Simon rushed his father and grabbed him by the collar. “Listen to me,” he said, shaking him to stress the importance of his words. “The prison administration warned us about your release, and for weeks my mother has been terrorized. She doesn’t sleep. She doesn’t eat. I’ve been following you since you got out. I saw you go to my grandmother’s house. I don’t know what you’re up to, what you’re looking for, but know one thing: if you come close to my mother, if you have any intention to hurt her, I promise you I won’t hesitate to…to make you regret it. My mother has suffered enough. I don’t want her to die from fear or grief like my grandparents. I won’t let you destroy her. I swear to you.”
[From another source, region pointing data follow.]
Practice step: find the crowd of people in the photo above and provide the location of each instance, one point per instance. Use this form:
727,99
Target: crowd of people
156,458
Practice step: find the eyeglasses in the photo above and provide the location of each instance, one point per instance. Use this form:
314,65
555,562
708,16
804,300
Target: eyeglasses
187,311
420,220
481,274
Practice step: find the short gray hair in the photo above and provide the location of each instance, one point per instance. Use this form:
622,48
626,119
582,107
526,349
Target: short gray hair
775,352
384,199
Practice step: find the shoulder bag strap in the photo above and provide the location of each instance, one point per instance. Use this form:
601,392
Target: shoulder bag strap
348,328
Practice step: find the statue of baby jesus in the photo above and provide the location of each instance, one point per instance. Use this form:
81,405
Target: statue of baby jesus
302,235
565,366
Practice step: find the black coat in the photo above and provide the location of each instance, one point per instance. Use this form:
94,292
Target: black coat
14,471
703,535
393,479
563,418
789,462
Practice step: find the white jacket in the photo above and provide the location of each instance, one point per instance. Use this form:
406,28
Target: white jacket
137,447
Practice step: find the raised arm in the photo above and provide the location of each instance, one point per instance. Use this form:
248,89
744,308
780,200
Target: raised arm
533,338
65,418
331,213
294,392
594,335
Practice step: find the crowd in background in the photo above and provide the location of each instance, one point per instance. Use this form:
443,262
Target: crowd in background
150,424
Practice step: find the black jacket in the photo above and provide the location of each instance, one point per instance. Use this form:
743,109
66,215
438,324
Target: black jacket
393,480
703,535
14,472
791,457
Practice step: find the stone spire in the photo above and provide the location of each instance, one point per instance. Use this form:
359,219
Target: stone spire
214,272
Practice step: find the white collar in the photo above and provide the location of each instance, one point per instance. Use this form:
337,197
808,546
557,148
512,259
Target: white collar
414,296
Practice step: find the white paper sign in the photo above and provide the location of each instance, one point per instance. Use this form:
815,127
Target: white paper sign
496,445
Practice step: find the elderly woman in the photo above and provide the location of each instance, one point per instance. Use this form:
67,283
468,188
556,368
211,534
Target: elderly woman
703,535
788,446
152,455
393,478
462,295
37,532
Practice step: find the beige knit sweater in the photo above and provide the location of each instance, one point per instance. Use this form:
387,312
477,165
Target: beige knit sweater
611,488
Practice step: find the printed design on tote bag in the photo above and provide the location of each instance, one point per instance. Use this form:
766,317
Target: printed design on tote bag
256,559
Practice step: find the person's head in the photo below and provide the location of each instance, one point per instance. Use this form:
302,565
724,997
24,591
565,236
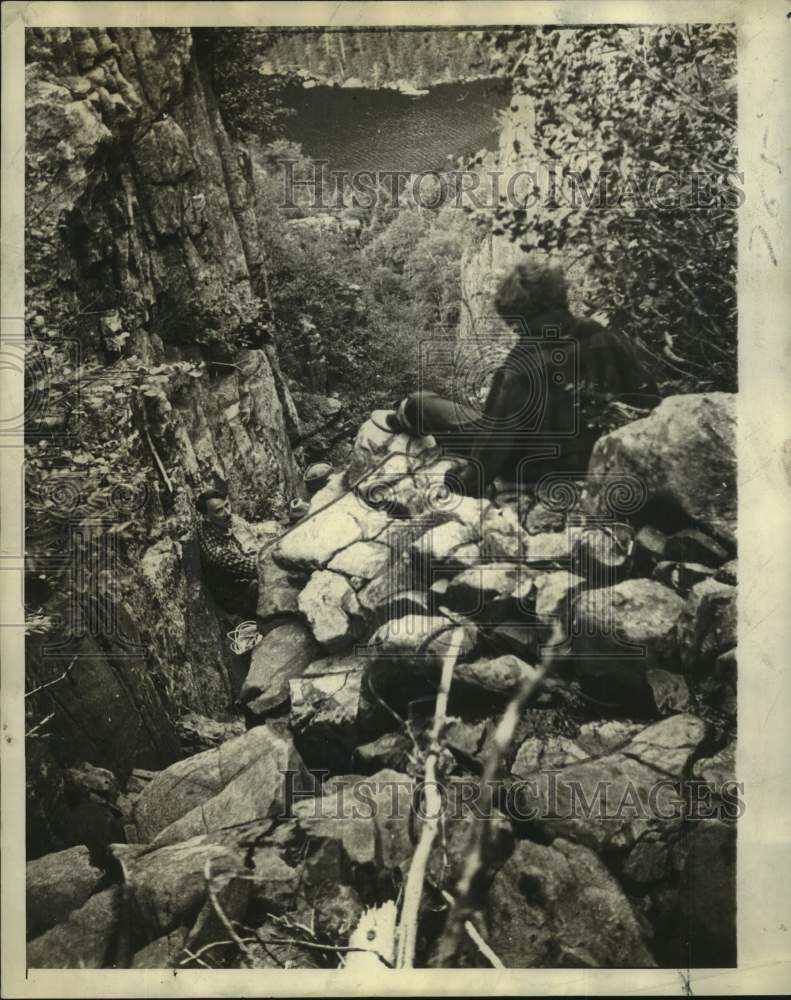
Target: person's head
531,290
215,506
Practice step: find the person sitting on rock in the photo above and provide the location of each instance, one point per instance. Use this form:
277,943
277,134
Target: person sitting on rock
545,405
230,570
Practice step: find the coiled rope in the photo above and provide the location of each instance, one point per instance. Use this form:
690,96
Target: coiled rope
244,637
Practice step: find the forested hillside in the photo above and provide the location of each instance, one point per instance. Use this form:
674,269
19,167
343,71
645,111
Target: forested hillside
208,308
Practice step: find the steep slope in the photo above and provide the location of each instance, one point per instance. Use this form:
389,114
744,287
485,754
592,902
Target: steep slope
155,378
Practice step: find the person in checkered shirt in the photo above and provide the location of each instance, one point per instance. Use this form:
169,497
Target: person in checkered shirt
231,573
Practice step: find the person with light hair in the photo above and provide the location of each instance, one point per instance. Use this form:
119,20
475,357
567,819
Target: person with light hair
545,405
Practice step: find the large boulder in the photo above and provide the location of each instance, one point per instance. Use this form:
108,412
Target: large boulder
278,589
84,940
684,456
407,651
620,632
375,442
557,906
484,592
283,654
313,542
499,677
57,884
169,884
329,604
330,713
609,802
237,782
707,628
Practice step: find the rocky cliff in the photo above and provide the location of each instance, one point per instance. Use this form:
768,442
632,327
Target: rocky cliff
142,310
402,59
608,780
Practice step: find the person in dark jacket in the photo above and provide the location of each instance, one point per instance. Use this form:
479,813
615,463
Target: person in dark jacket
545,405
231,573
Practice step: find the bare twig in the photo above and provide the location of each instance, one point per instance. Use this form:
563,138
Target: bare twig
162,471
474,864
320,947
57,680
246,955
39,725
195,955
413,890
476,937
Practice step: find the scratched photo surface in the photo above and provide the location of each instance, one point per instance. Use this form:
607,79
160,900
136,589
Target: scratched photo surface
380,514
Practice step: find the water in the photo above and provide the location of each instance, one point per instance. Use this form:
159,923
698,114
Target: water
366,129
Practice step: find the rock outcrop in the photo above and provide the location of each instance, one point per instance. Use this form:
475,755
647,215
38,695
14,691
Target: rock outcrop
142,265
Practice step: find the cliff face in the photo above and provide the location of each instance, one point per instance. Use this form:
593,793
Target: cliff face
403,59
141,256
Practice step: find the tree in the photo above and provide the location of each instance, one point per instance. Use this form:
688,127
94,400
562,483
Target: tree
635,129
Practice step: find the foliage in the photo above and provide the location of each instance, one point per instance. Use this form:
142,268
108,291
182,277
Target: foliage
637,126
249,101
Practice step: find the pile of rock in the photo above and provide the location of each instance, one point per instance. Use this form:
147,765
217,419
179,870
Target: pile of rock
630,576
Simon relaxed his hold and threw Jeremy onto the bed roughly. His face reclaimed its dry beauty and symmetry. He walked toward the door.
“Wait!” Jeremy shouted.
The tone of his voice surprised Simon.
“What did you say? My mother is…Mom is…”
Simon looked confused but kept his guard up. “You already know that. She died two years go. And it was your fault. She died of grief. She’d lost her husband after losing her son. She let herself die. She didn’t eat. Our love wasn’t enough. She wanted yours.”
Jeremy slid to the floor. He felt a terrible pain burning in his chest, and each heartbeat pushed the liquid lava deeper into the remote folds of his consciousness, the infinitely small muscles of his body. He was a searing flame. He would burn himself out, be reduced to ashes, mixing with the dust in the room that muffled his tears and rasping sobs.